Now I'm getting up the courage to learn the oboe (an ill wind that nobody blows good, as I recall). Thanks


----------



## TrazomGangflow

You are never too old to learn


----------



## hawk

Vesteralen said:


> Now I'm getting up the courage to learn the oboe (an ill wind that nobody blows good, as I recall). Thanks


Are you learning baroque oboe or it's modern counterpart? I love oboe and began teaching myself to play a couple years ago then I learned of the baroque oboe and a new obsession was born. Don't have one yet, can't afford one, but I have not given up trying to find one. I check on e-bay hoping someone is selling a treasure for cheap money. What I found a little daunting with the modern one is the necessity to play with the right hand at the bottom. I play various types of flute, mostly end blown, and use my left hand at the bottom. An early classical flute (made~1830) joined my collection about a year ago. This new addition is forcing me to learn to switch hand positions.
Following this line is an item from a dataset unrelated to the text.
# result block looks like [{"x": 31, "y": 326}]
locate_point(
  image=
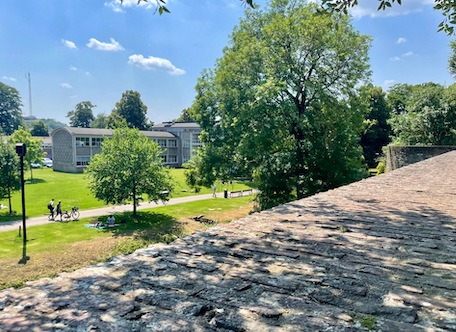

Man what a workout for the brain and interestingly a new window of creativity opened with the switch.
I also have a baroque flute which was made around 1830 too. This can be played with either hand at the bottom. I've been chatting with a maker of baroque oboes who suggested that back in the day musicians were not so stuck on hand position. It was not uncommon for the left hand to be at the bottom.

Overall I like the sound of the baroque oboe. I find it to be much warmer than the modern one but then again I like baroque music in general.


----------



## merseyside

Hi Carol

You're never too old to embark upon learing an insturment. I play in a community orchestra here in Liverpool and one of the great things is the age range. We have players ranging from 14 to 84 and many of the 'older' players have taken-the-plunge later in life and it's wonderful to see the pleasure you can achieve from music. I'd urge you to play with others as you'll receive much inspiration and it's a great learning experience. One of the most enlightening comments I've ever heard was from our conductor who, one eveing when we were all struggling over a particulary tricky piece, came out with 'don't worry about getting the notes right!'. Do it and enjoy it and best of luck !!

Jan


----------



## grixxviolist

nobody's too old for learning music.


----------



## Jaws

No reason why anybody at any age won't get to any standard on any instrument. All you need is plenty of time. There is a very common myth in the classical music world that you have to start young to be any good. It is a myth. If you want to play the piano, start. No one can tell how good they are going to get until they start.


----------



## Jaws

I have a musical instrument library that lends instruments to adult starters. So far my oldest viola borrower was in his 80s when he started. There have been several 60 plus borrowers. I think that makes you young as a beginner viola player?


----------